Com a desativação da URA, atendimento no Hospital Municipal volta à normalidade de antes da pandemia.

Contudo, os serviços de atendimento de casos relacionados à Covid-19 não deixarão de ocorrer. “A partir de agora os atendimentos passam a ser descentralizados, com os casos leves atendidos nas USFs e os casos mais graves na Unidade de Pronto Atendimento (UPA)”, informou à imprensa local a secretária municipal de Saúde, Gicelly Zanata.

Ainda segundo a secretária, nos casos que exigirem internação do paciente em UTI, estes serão removidos para as unidades ainda mantidas pelo Estado, na região metropolitana de Cuiabá.

A desativação das unidades exclusivas para atendimentos de casos de Covid-19 ocorre em todo o país, conforme determina a mesma portaria do Ministério da Saúde. A decisão leva em consideração, também, o número de atendimentos, que hoje é de apenas 1 a 2 casos diários, em média.

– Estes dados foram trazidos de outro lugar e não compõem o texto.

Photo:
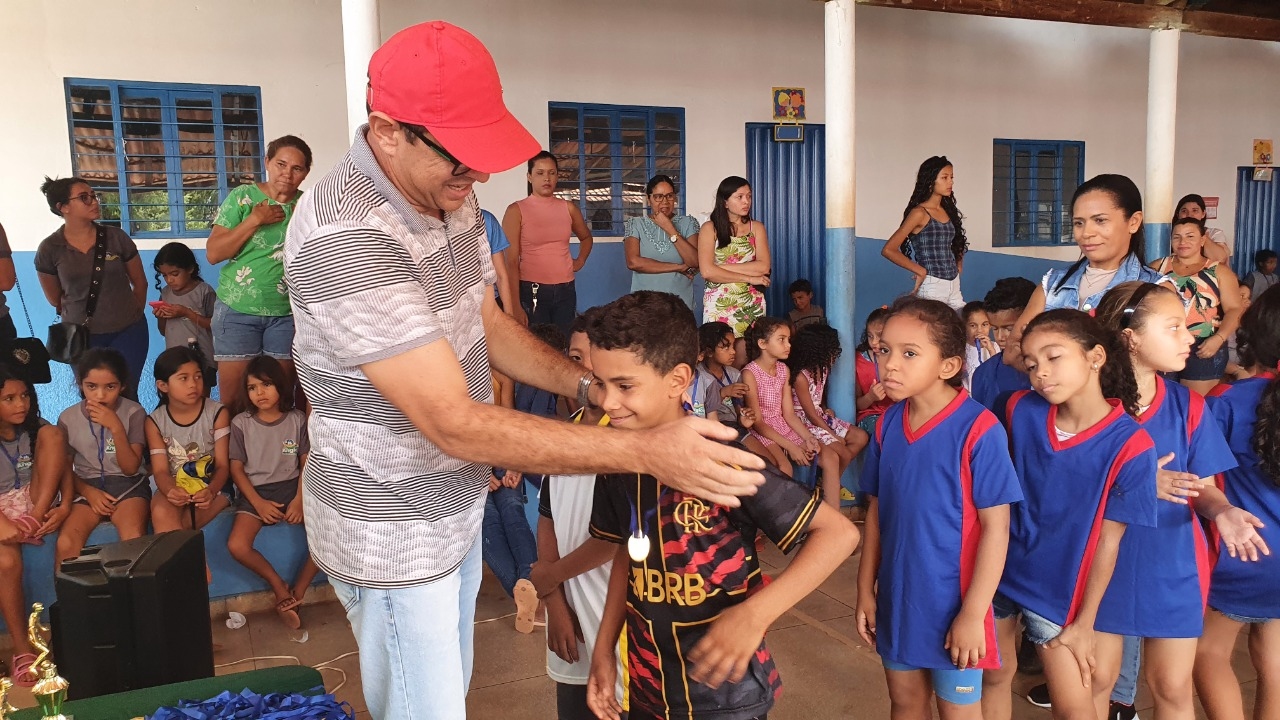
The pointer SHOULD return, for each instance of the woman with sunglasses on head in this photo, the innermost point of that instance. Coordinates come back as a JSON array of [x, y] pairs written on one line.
[[538, 228], [64, 261], [662, 247], [252, 315]]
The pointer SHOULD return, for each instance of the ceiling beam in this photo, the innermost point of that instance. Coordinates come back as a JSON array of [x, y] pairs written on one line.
[[1102, 13]]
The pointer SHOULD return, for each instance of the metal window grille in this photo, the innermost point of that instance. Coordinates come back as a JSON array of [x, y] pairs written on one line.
[[608, 153], [163, 155], [1031, 194]]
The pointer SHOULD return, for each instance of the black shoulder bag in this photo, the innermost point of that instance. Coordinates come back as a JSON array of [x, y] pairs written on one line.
[[67, 341], [27, 356]]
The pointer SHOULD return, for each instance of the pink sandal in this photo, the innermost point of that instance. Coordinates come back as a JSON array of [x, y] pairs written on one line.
[[23, 673]]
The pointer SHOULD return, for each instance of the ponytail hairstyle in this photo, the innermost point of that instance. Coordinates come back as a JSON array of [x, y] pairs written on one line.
[[1128, 305], [877, 315], [1127, 197], [720, 215], [1116, 373], [1260, 346], [946, 329], [760, 331], [924, 180], [816, 349], [178, 255]]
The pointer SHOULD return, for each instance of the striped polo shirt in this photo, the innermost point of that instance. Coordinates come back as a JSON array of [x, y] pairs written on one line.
[[370, 278]]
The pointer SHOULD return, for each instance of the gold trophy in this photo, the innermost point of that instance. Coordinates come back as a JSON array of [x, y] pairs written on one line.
[[5, 709], [50, 691]]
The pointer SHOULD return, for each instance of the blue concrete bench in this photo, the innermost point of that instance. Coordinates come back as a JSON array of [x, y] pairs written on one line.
[[283, 545]]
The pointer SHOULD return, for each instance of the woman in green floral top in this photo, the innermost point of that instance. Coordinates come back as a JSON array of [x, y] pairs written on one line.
[[252, 314], [734, 259]]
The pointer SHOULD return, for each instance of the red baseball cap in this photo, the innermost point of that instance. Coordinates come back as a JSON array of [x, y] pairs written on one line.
[[440, 77]]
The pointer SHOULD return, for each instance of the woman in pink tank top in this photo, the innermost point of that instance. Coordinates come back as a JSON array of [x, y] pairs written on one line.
[[539, 229]]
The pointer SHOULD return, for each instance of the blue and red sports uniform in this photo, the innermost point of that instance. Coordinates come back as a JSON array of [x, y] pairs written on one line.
[[931, 483], [1247, 589], [1168, 566], [702, 561], [1106, 472], [993, 382]]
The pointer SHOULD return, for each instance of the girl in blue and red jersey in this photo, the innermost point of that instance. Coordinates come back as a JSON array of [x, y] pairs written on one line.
[[924, 588], [1087, 470], [1248, 593], [1168, 566]]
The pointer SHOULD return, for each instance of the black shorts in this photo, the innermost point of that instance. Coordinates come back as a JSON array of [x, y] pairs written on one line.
[[282, 492], [122, 487]]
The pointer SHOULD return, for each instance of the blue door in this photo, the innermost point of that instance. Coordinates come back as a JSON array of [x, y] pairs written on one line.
[[789, 188], [1257, 219]]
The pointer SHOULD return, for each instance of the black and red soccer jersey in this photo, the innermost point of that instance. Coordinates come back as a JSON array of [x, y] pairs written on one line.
[[700, 561]]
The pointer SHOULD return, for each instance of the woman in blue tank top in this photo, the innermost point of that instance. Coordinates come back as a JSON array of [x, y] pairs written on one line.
[[931, 241]]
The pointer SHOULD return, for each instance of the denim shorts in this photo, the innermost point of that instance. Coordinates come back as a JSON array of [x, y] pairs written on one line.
[[242, 337], [1038, 629], [1205, 369], [1243, 619], [952, 684]]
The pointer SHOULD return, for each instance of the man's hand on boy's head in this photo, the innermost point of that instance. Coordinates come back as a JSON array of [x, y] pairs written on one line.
[[689, 455], [726, 650]]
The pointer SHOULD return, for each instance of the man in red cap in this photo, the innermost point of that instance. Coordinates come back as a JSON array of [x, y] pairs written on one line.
[[389, 273]]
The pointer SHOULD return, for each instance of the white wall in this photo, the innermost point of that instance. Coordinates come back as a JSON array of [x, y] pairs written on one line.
[[718, 59], [292, 49]]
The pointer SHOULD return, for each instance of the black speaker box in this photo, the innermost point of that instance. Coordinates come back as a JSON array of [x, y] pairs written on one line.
[[133, 615]]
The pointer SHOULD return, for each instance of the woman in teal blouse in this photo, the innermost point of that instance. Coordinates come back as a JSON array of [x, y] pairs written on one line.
[[662, 247]]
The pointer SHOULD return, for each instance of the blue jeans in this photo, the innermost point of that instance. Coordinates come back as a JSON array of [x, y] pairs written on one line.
[[416, 643], [557, 304], [1130, 666], [510, 548], [243, 337], [132, 342]]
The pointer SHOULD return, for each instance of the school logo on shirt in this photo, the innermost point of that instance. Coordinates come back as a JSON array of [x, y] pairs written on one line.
[[693, 516]]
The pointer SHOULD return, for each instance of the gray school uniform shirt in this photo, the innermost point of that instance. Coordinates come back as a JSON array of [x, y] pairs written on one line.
[[88, 441], [18, 460], [191, 442], [270, 451], [178, 329]]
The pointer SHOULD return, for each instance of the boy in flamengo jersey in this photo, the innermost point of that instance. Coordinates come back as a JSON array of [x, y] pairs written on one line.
[[685, 578]]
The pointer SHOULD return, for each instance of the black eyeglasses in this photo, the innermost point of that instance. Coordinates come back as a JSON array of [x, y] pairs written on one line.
[[458, 168], [1134, 302]]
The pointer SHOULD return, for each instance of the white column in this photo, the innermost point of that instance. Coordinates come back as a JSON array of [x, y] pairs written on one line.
[[1161, 118], [839, 103], [360, 37]]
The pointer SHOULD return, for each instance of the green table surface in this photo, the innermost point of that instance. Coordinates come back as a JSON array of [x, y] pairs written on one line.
[[137, 703]]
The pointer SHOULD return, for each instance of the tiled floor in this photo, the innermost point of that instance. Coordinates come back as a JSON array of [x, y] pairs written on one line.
[[827, 671]]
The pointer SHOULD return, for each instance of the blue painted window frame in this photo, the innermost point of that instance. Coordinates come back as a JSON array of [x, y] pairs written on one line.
[[1040, 227], [169, 95], [622, 188]]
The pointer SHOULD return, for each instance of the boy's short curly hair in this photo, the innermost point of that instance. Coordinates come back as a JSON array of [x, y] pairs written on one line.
[[658, 327]]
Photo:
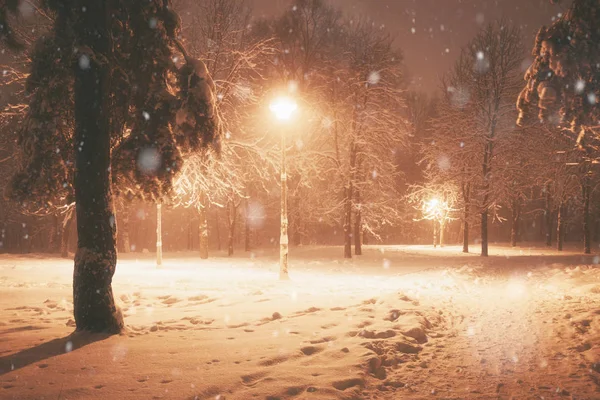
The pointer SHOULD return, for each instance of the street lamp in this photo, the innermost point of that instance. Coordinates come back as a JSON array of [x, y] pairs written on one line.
[[283, 108]]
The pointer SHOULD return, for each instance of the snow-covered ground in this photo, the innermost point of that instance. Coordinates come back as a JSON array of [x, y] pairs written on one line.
[[400, 322]]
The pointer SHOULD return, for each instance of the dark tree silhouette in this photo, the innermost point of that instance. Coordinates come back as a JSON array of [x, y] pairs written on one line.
[[113, 67]]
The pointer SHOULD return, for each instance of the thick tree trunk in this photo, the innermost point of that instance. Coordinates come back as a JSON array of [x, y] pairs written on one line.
[[95, 262], [548, 217], [560, 230], [66, 232], [203, 231], [158, 234], [358, 230], [587, 232], [514, 222]]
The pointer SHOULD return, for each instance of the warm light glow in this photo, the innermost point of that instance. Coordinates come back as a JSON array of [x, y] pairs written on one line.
[[283, 108], [434, 208]]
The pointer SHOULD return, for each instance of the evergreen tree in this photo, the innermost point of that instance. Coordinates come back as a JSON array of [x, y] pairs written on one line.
[[563, 82], [111, 70]]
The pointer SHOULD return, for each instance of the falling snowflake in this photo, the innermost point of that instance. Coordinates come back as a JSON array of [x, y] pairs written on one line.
[[579, 86], [374, 78], [149, 160], [592, 98], [84, 62]]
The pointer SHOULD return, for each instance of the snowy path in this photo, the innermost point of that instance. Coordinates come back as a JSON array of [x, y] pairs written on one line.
[[514, 337], [401, 322]]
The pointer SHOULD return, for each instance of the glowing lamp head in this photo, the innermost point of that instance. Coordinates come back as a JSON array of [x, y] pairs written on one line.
[[433, 203], [283, 108]]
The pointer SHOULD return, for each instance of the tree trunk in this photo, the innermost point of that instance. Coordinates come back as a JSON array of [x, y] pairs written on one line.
[[247, 226], [217, 230], [466, 198], [66, 232], [358, 230], [484, 233], [548, 216], [587, 233], [560, 230], [124, 229], [95, 262], [487, 169], [203, 231], [466, 231], [514, 225], [232, 217], [158, 234], [54, 242], [348, 222]]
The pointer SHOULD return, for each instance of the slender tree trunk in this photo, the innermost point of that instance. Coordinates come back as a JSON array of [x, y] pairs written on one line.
[[358, 229], [232, 218], [487, 169], [203, 231], [466, 198], [217, 229], [124, 229], [560, 226], [54, 245], [514, 225], [189, 235], [66, 232], [95, 262], [548, 216], [466, 231], [348, 222], [158, 234], [247, 226], [587, 233]]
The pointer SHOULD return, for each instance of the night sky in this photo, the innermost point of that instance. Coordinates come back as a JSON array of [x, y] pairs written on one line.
[[441, 27]]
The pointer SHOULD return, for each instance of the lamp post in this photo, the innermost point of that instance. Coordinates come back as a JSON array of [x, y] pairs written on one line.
[[283, 108]]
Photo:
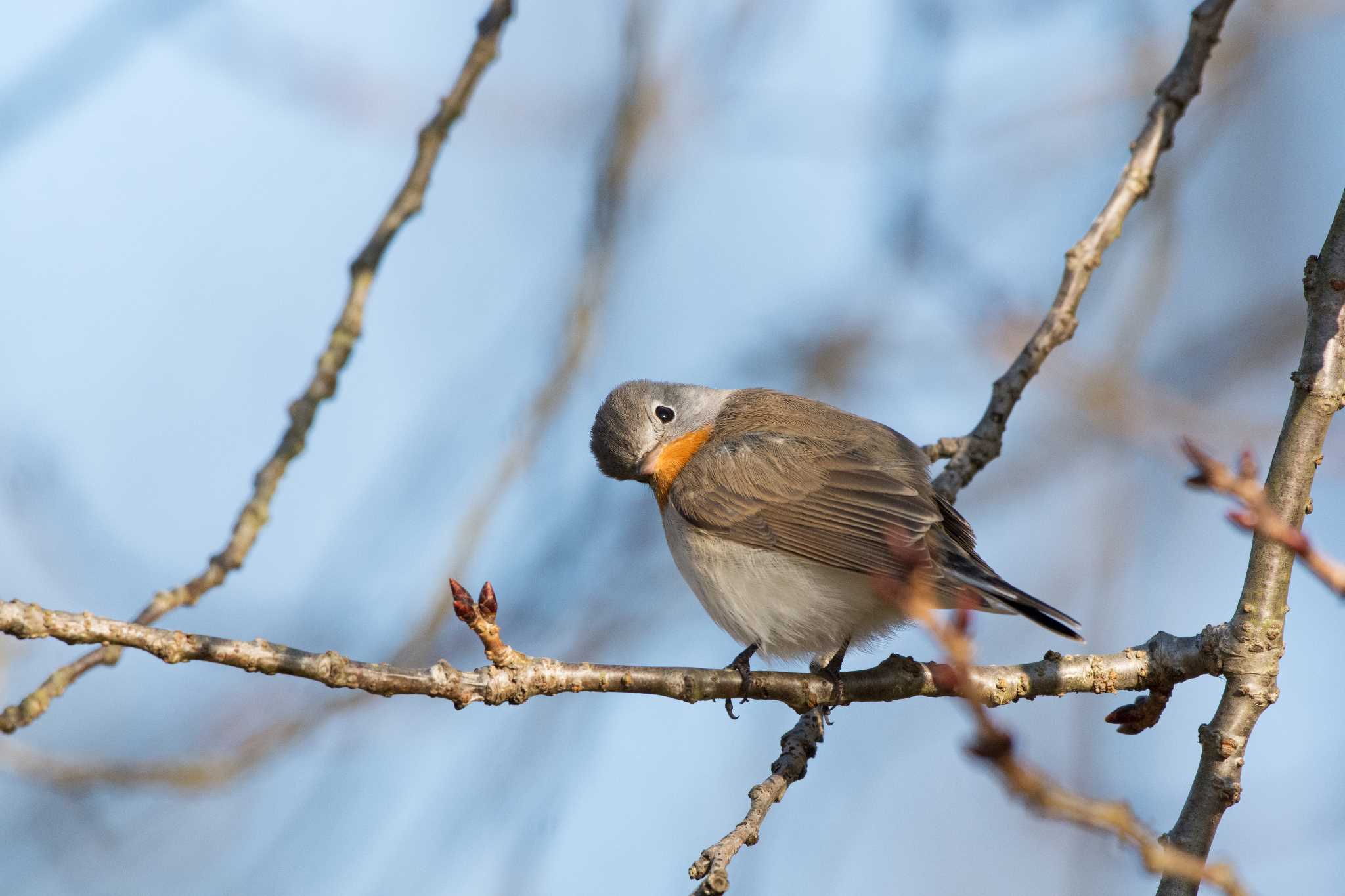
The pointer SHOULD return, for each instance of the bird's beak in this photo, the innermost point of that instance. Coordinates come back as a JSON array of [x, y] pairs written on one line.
[[649, 465]]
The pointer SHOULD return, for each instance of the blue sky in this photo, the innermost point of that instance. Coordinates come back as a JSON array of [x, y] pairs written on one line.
[[183, 188]]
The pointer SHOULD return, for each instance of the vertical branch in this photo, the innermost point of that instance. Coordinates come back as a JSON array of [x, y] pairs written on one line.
[[1255, 640], [322, 386], [970, 454], [636, 108]]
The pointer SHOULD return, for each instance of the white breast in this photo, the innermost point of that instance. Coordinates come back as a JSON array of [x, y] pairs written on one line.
[[785, 603]]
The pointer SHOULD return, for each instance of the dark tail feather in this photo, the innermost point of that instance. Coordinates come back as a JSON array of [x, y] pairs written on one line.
[[1020, 602]]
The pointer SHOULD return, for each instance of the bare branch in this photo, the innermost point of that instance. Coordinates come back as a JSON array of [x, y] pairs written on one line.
[[517, 677], [1258, 515], [798, 746], [636, 108], [1251, 666], [1176, 92], [1036, 788], [323, 385]]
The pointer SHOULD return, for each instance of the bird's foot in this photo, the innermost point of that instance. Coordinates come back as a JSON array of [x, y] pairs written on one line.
[[743, 666], [831, 671]]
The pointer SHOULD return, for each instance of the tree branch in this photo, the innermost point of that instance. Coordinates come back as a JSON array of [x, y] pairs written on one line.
[[1251, 666], [1258, 515], [516, 677], [1176, 92], [798, 746], [1033, 786], [322, 386]]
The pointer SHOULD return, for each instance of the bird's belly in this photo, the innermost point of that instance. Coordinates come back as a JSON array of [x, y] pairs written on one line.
[[785, 603]]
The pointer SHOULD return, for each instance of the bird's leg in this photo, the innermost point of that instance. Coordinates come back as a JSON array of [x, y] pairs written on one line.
[[831, 670], [743, 666]]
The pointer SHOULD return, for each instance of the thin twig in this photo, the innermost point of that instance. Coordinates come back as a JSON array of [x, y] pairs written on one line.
[[516, 677], [798, 746], [636, 108], [1033, 786], [1176, 92], [1258, 515], [320, 387], [1251, 662]]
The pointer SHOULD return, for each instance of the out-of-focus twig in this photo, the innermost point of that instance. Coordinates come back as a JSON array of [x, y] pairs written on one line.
[[1033, 786], [636, 108], [1258, 515], [798, 746], [516, 677], [1176, 92], [320, 387], [1251, 662]]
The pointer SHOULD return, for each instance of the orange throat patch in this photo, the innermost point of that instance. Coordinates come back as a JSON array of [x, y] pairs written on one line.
[[673, 458]]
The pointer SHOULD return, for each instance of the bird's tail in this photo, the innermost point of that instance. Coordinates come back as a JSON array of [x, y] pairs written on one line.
[[1000, 593]]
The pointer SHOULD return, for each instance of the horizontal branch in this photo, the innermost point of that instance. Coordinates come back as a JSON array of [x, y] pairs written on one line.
[[320, 387], [1036, 788], [971, 453], [1258, 515], [798, 746], [1162, 661]]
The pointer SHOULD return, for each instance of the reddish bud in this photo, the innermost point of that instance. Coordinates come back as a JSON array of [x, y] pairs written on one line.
[[490, 606], [463, 605], [1125, 715], [993, 746], [944, 677]]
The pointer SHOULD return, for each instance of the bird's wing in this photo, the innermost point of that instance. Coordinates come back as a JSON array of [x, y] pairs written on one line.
[[843, 505]]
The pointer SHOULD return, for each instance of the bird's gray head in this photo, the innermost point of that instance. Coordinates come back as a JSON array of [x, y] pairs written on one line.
[[640, 417]]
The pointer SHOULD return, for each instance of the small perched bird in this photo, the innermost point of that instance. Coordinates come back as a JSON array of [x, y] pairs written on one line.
[[783, 513]]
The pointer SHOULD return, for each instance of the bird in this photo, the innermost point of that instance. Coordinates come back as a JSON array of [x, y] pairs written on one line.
[[785, 515]]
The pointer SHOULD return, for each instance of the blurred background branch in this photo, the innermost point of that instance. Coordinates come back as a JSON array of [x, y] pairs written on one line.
[[841, 203], [256, 512], [1251, 662]]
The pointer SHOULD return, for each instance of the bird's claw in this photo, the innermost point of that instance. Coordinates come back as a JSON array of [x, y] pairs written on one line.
[[743, 666]]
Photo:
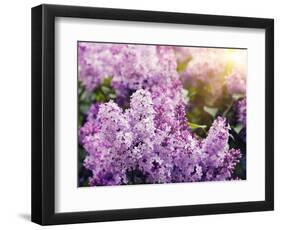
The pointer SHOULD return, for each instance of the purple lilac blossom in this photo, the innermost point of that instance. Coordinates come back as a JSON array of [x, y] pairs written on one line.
[[152, 136], [131, 140], [241, 111]]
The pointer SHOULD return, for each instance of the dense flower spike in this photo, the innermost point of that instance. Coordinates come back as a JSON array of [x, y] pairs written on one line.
[[149, 140], [241, 111]]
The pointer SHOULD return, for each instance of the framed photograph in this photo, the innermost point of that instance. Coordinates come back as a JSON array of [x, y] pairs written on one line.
[[142, 114]]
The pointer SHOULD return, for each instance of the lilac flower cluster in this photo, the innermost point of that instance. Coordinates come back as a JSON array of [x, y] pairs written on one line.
[[241, 111], [149, 142], [120, 142]]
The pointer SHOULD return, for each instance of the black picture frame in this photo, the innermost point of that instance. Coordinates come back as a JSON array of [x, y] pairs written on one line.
[[43, 114]]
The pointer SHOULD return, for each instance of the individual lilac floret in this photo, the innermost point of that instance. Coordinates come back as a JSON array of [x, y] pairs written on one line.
[[217, 160]]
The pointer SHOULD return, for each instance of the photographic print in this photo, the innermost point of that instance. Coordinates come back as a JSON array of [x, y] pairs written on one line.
[[157, 114]]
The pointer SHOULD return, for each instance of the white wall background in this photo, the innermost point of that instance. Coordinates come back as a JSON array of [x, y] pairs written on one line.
[[15, 167]]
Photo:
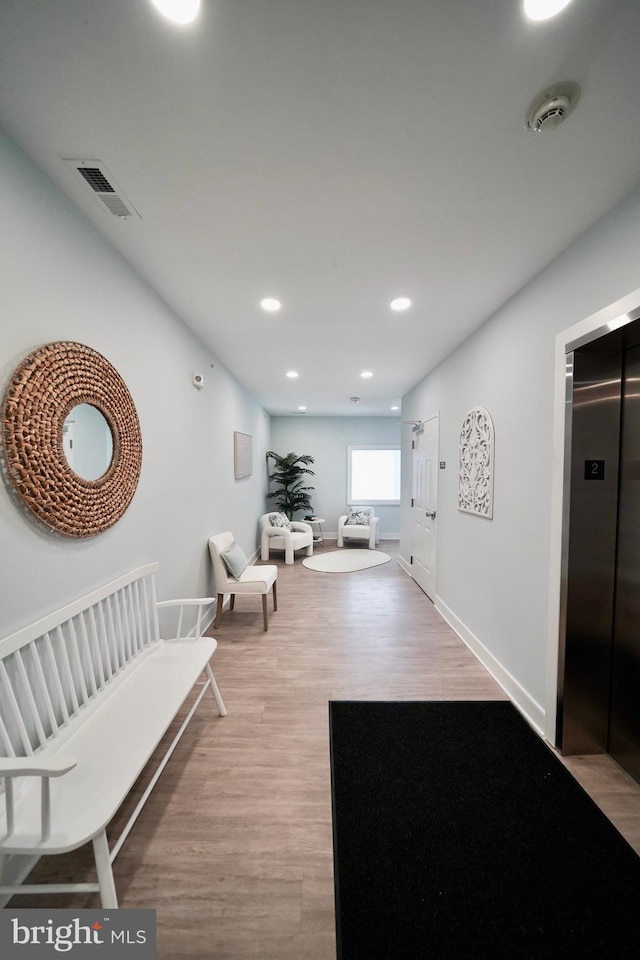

Com a desativação da URA, o atendimento no Hospital Municipal volta à normalidade de antes da pandemia. “Essa entrada do Hospital Municipal volta a ser fluxo para a entrada e saída de acompanhantes, visitas dos pacientes, marcar exames para aqueles que não estão na UPA, o eletivo”, acrescenta Gicelly Zanata.

A secretária observa, ainda, que a partir de agora outras áreas serão priorizadas. “Agora nosso foco é instalar o Centro Cirúrgico e UTI, para que nosso hospital comece a fazer cirurgias, sem precisar levar pacientes para outras cidades”, conclui.